We are using EFA to do asynchronous ncclAllReduce over 120 ranks. Every once in a while and every few hours, the operation breaks. We poll NCCL errors by first checking the scheduled stream status, and, if it is equal to cudaErrorNotReady, we consequently check the communicator errors by calling ncclCommGetAsyncError. Under yet-to-be-fully-understood circumstances (we are investigating together with Amazon support), we see the following log under NCCL_DEBUG=TRACE, FI_LOG_LEVEL=1:

libfabric:451707:1708520807::efa:cq:efa_rdm_txe_handle_error():737<warn> err: 5, message: Invalid address My EFA addr: fi_addr_efa://[fe80::13:c2ff:fe6f:f03d]:0:1072483550 My host id: i-0db7083f3fcbebb65 Peer EFA addr: fi_addr_efa://[fe80::b8:aff:fe44:425]:0:947699476 Peer host id: i-0ce6d3d57139f053c (7)

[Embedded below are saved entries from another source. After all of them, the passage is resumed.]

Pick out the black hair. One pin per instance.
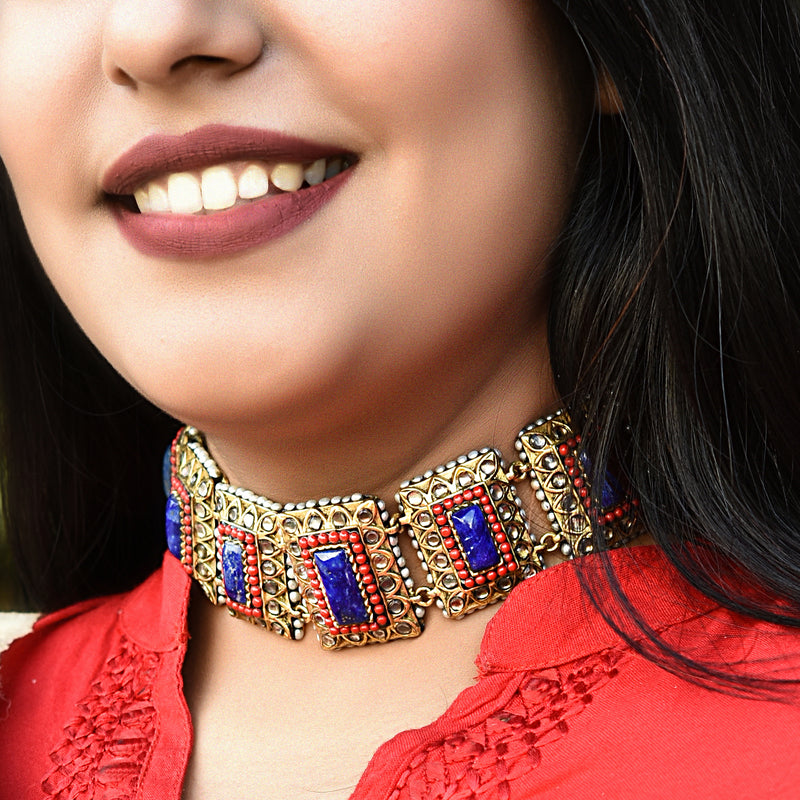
(674, 332)
(674, 328)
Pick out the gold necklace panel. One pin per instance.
(334, 564)
(469, 529)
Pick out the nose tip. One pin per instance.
(153, 42)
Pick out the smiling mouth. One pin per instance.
(228, 185)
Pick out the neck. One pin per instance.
(369, 439)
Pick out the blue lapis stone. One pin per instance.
(173, 525)
(476, 540)
(233, 571)
(610, 491)
(341, 587)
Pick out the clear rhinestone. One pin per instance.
(576, 523)
(314, 522)
(290, 523)
(414, 498)
(396, 607)
(380, 561)
(201, 551)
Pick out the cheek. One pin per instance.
(47, 80)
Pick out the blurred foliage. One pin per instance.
(11, 597)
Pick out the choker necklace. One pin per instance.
(336, 562)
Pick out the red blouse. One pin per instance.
(92, 704)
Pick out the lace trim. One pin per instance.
(486, 760)
(109, 740)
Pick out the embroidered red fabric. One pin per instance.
(105, 745)
(487, 759)
(562, 708)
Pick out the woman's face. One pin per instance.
(463, 120)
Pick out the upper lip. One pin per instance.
(212, 144)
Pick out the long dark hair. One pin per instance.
(674, 329)
(674, 326)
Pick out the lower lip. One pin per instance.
(229, 231)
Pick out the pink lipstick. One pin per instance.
(221, 232)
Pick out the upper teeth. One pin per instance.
(223, 185)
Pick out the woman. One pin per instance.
(349, 243)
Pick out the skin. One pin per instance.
(399, 327)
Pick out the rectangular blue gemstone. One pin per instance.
(610, 493)
(173, 525)
(341, 587)
(233, 571)
(476, 540)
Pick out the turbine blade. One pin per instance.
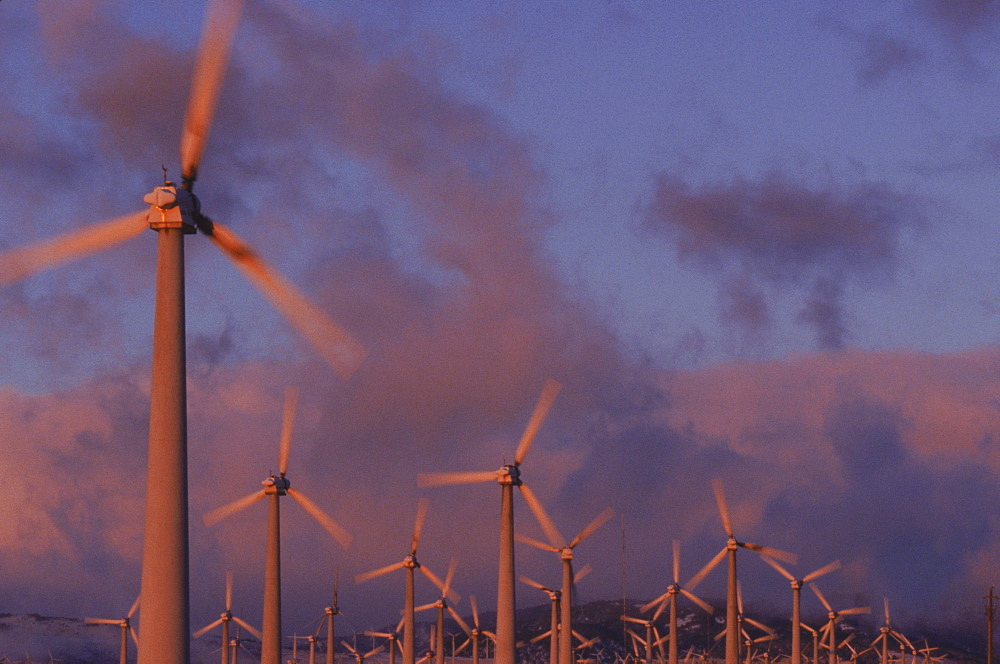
(206, 629)
(229, 590)
(601, 519)
(549, 393)
(720, 498)
(822, 600)
(287, 424)
(365, 576)
(697, 578)
(555, 537)
(425, 480)
(220, 513)
(418, 523)
(708, 608)
(774, 553)
(331, 526)
(221, 22)
(23, 262)
(832, 567)
(677, 561)
(332, 342)
(774, 563)
(524, 539)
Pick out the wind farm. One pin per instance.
(669, 266)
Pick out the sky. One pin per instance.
(753, 241)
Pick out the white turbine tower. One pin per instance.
(173, 213)
(796, 605)
(276, 486)
(732, 592)
(508, 476)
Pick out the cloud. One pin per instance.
(779, 233)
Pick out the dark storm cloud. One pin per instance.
(776, 232)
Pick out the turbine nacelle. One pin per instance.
(509, 474)
(276, 484)
(171, 207)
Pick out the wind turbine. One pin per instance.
(393, 638)
(409, 563)
(553, 632)
(833, 617)
(886, 631)
(224, 619)
(276, 486)
(508, 476)
(796, 591)
(729, 551)
(173, 213)
(126, 629)
(360, 657)
(476, 632)
(558, 545)
(671, 595)
(442, 605)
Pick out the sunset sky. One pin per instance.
(753, 241)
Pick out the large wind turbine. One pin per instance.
(224, 619)
(558, 545)
(833, 617)
(126, 628)
(729, 551)
(796, 591)
(508, 476)
(409, 563)
(671, 595)
(175, 212)
(276, 486)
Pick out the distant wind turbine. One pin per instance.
(125, 625)
(796, 591)
(833, 618)
(224, 620)
(409, 563)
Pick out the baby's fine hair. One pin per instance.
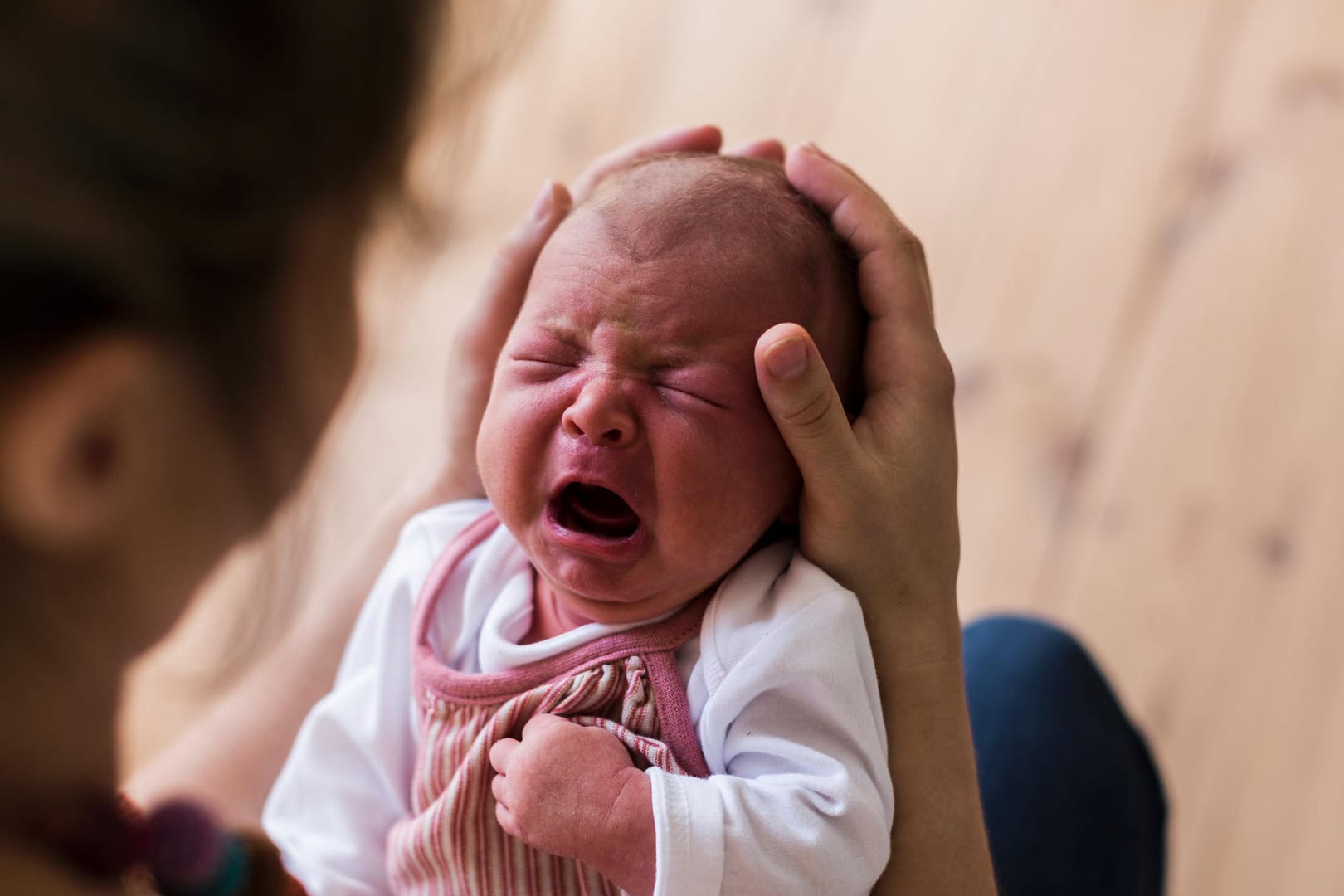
(734, 208)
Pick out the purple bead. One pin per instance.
(187, 845)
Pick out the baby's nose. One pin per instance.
(601, 416)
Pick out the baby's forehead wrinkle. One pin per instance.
(631, 342)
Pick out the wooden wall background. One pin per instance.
(1135, 219)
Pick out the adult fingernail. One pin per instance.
(786, 359)
(543, 201)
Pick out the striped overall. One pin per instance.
(626, 683)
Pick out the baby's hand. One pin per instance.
(572, 791)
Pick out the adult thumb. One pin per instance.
(804, 403)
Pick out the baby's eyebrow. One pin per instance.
(654, 359)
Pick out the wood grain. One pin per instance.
(1135, 215)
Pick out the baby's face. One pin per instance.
(626, 444)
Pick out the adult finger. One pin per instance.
(481, 336)
(502, 752)
(893, 275)
(767, 149)
(806, 406)
(704, 139)
(505, 285)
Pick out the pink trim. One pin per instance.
(675, 724)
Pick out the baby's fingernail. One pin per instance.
(543, 201)
(786, 359)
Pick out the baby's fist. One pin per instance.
(572, 790)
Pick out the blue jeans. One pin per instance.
(1073, 800)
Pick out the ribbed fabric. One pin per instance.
(626, 684)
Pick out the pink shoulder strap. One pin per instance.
(656, 642)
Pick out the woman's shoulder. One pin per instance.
(35, 874)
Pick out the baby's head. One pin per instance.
(626, 444)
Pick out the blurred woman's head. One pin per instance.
(183, 190)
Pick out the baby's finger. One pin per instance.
(505, 818)
(806, 406)
(704, 139)
(499, 789)
(502, 752)
(769, 149)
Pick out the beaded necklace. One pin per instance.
(178, 850)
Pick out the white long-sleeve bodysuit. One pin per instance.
(780, 688)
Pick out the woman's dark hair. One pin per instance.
(156, 158)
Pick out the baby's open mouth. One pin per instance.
(596, 511)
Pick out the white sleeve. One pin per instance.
(801, 798)
(348, 776)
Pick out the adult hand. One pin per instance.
(879, 496)
(483, 334)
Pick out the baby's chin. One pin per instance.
(583, 601)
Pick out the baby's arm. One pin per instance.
(347, 779)
(801, 805)
(572, 790)
(800, 800)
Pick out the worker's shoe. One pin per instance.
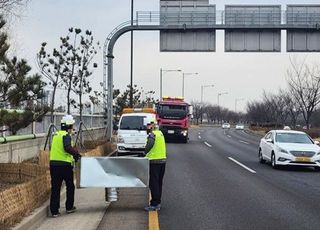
(152, 208)
(56, 215)
(72, 210)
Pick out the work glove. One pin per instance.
(77, 157)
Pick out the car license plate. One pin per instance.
(303, 159)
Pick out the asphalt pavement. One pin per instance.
(213, 182)
(216, 182)
(94, 213)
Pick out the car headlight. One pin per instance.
(184, 132)
(120, 139)
(282, 150)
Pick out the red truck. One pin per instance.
(172, 115)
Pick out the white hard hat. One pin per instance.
(67, 119)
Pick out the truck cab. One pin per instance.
(173, 117)
(132, 132)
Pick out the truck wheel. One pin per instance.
(185, 139)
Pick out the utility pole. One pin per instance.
(131, 67)
(164, 70)
(235, 103)
(219, 94)
(183, 76)
(202, 87)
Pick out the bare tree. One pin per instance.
(304, 85)
(197, 110)
(276, 106)
(50, 66)
(9, 7)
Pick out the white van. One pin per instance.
(132, 132)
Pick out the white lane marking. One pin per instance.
(242, 165)
(244, 142)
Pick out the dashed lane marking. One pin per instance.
(244, 142)
(242, 165)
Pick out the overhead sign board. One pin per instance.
(187, 13)
(252, 28)
(308, 38)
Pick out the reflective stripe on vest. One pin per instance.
(158, 150)
(57, 152)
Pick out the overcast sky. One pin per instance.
(242, 75)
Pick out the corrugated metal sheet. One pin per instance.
(114, 172)
(303, 41)
(252, 15)
(187, 13)
(252, 40)
(306, 40)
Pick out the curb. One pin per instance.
(40, 214)
(37, 216)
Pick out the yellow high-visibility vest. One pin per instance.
(57, 152)
(158, 151)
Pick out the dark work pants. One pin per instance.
(58, 174)
(155, 182)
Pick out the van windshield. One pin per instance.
(132, 123)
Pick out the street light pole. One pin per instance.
(131, 67)
(235, 103)
(163, 70)
(219, 94)
(202, 87)
(183, 76)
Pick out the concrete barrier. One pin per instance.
(15, 152)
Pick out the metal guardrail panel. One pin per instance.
(114, 172)
(252, 15)
(303, 14)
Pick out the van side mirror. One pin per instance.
(269, 140)
(190, 110)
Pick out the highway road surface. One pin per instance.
(216, 182)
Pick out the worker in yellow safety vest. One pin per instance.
(62, 157)
(156, 153)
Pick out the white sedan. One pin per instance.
(225, 126)
(240, 126)
(288, 147)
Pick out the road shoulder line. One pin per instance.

    libfabric:451707:1708520807::efa:cq:efa_rdm_txe_handle_error():737<warn> err: 5, message: Invalid address My EFA addr: fi_addr_efa://[fe80::13:c2ff:fe6f:f03d]:0:1072483550 My host id: i-0db7083f3fcbebb65 Peer EFA addr: fi_addr_efa://[fe80::b8:aff:fe44:425]:0:947699476 Peer host id: i-0ce6d3d57139f053c (7)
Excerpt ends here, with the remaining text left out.